Scaling Transformers to longer sequence lengths has been a major problem in the last several years, promising to improve performance in language modeling and high-resolution image understanding, as well as to unlock new applications in code, audio, and video generation. The attention layer is the main bottleneck in scaling to longer sequences, as its runtime and memory increase quadratically in the sequence length.

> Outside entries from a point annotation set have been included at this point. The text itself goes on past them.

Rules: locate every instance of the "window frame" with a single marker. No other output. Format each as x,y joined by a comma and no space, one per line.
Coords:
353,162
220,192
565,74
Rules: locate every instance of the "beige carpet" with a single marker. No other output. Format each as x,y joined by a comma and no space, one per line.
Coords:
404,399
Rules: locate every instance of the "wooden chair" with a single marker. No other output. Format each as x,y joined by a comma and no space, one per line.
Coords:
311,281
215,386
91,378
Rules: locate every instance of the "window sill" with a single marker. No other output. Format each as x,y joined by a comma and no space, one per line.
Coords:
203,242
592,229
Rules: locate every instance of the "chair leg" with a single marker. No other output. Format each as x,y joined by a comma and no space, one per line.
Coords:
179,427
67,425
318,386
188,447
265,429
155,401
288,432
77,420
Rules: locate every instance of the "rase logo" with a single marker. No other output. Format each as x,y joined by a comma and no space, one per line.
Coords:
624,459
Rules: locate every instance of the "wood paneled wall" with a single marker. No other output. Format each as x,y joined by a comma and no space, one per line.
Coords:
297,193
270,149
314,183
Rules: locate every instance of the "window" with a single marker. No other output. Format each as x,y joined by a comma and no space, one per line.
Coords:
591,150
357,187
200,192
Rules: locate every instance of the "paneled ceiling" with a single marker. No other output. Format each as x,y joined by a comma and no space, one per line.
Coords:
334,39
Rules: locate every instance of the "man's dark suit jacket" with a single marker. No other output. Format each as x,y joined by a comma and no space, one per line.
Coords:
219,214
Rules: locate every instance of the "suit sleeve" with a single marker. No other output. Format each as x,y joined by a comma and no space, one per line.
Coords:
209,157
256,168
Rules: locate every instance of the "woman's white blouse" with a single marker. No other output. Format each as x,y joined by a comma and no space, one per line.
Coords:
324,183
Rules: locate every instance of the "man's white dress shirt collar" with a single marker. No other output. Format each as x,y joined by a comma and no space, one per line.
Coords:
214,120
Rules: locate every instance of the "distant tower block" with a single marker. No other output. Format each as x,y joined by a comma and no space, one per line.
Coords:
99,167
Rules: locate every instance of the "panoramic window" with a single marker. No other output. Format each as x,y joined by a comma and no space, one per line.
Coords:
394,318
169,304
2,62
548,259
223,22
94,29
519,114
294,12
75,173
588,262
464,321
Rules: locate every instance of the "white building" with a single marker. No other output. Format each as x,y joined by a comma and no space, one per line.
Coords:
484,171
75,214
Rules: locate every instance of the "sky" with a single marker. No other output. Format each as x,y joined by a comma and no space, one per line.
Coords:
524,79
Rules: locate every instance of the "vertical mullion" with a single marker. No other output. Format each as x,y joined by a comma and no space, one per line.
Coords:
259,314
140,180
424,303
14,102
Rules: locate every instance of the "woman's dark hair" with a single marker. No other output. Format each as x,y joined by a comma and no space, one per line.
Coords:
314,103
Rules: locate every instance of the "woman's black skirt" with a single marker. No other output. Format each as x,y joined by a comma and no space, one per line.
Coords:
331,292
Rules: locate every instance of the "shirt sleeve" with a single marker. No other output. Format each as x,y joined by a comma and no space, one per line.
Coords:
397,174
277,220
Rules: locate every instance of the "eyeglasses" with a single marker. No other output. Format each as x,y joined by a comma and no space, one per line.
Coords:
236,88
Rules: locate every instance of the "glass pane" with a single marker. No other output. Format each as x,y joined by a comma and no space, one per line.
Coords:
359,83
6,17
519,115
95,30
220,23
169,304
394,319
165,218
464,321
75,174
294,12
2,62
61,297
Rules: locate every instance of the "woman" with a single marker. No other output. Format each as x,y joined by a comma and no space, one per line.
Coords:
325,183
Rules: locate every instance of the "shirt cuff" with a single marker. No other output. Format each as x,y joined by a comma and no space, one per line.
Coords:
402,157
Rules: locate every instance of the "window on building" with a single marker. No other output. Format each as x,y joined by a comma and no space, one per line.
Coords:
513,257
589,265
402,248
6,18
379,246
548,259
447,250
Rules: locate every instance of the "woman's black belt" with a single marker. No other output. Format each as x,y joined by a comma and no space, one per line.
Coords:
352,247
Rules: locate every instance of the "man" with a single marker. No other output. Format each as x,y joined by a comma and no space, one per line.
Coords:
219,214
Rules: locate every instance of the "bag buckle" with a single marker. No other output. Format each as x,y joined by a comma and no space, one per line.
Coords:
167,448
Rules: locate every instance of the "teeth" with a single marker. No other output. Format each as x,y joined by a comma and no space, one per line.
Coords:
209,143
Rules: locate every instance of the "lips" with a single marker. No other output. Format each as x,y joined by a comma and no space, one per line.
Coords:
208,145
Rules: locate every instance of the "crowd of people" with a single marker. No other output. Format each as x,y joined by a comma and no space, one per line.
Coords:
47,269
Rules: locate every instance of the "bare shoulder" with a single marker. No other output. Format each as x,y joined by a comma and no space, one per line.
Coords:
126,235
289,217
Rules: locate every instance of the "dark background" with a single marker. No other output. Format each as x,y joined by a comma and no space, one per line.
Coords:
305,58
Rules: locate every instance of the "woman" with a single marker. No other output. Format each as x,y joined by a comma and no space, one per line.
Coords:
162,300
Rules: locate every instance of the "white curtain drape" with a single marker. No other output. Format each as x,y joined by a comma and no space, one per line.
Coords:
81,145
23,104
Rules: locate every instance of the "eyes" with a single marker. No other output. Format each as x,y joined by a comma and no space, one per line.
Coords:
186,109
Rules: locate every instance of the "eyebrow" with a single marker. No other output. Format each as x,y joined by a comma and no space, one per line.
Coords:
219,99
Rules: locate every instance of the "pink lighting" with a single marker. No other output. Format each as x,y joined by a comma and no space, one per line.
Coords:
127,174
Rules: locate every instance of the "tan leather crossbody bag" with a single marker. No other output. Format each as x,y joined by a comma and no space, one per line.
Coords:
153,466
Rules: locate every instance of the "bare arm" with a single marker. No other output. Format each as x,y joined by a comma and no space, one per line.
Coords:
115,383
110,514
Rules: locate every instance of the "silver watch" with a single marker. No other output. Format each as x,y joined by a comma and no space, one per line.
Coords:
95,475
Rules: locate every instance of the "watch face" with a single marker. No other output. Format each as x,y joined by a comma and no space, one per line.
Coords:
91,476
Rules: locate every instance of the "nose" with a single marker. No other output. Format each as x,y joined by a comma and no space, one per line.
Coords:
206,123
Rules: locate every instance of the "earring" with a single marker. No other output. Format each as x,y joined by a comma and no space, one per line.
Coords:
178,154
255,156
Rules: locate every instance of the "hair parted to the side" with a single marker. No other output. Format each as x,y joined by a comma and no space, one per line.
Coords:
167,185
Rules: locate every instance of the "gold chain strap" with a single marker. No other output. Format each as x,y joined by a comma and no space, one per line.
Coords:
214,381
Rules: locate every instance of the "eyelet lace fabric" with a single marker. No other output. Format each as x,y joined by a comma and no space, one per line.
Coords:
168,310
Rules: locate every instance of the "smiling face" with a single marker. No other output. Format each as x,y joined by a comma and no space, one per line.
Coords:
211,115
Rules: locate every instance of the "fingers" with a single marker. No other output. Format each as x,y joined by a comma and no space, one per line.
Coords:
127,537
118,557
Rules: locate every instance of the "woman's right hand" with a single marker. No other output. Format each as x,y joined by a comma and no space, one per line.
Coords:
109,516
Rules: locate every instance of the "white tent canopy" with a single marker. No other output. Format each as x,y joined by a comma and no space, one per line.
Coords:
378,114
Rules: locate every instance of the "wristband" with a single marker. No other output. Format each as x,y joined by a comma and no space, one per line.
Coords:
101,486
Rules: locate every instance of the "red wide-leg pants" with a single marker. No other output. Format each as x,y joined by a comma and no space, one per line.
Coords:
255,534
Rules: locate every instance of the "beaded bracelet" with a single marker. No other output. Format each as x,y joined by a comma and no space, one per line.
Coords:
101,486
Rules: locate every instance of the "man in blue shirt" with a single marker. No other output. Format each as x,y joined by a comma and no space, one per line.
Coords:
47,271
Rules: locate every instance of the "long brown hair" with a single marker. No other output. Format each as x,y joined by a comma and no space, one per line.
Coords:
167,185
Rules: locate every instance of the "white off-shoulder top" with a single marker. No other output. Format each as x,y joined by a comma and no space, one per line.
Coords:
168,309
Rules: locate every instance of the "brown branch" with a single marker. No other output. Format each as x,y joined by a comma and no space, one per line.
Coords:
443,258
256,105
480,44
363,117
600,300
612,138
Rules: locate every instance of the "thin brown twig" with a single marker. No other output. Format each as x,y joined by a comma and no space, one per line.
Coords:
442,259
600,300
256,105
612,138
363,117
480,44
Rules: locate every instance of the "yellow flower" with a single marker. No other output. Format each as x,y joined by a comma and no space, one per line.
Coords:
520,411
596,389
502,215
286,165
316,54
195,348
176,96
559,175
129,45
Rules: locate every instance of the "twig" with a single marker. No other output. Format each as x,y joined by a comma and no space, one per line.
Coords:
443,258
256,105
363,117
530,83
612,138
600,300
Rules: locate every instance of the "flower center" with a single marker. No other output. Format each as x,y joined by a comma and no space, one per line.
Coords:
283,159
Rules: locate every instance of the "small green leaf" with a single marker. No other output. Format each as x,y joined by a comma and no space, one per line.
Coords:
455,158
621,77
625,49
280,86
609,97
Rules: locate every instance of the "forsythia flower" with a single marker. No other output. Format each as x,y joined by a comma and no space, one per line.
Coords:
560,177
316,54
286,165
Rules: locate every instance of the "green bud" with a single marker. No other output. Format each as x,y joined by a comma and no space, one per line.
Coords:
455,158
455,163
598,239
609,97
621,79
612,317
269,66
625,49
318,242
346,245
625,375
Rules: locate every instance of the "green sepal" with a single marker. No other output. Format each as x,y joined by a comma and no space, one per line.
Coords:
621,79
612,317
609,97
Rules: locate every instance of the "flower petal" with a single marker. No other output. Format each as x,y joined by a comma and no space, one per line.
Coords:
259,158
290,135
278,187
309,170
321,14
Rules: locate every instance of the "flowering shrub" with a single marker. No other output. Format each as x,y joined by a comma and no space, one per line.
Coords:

FlashAttention [5] exploits the asymmetric GPU memory hierarchy to bring significant memory saving (linear instead of quadratic) and runtime speedup (2-4× compared to optimized baselines), with no approximation. However, FlashAttention is still not nearly as fast as optimized matrix-multiply (GEMM) operations, reaching only 25-40% of the theoretical maximum FLOPs/s. We observe that the inefficiency is due to suboptimal work partitioning between different thread blocks and warps on the GPU, causing either low-occupancy or unnecessary shared memory reads/writes. We propose FlashAttention-2, with better work partitioning to address these issues. In particular, we (1) tweak the algorithm to reduce the number of non-matmul FLOPs (2) parallelize the attention computation, even for a single head, across different thread blocks to increase occupancy, and (3) within each thread block, distribute the work between warps to reduce communication through shared memory. These yield around 2× speedup compared to FlashAttention, reaching 50-73% of the theoretical maximum FLOPs/s on A100 and getting close to the efficiency of GEMM operations. We empirically validate that when used end-to-end to train GPT-style models, FlashAttention-2 reaches training speed of up to 225 TFLOPs/s per A100 GPU (72% model FLOPs utilization).1

Exerpts

Just within the last year, there have been several language models with much longer context than before: GPT-4 [12] with context length 32k, MosaicML’s MPT with context length 65k, and Anthropic’s Claude with context length 100k. Emerging use cases such as long document querying and story writing have demonstrated a need for models with such long context.

My Takeaways

  • FlashAttention-2 tweaks the algorithm to 2x speed up the computation time of flashattention while keeping its memory benefits.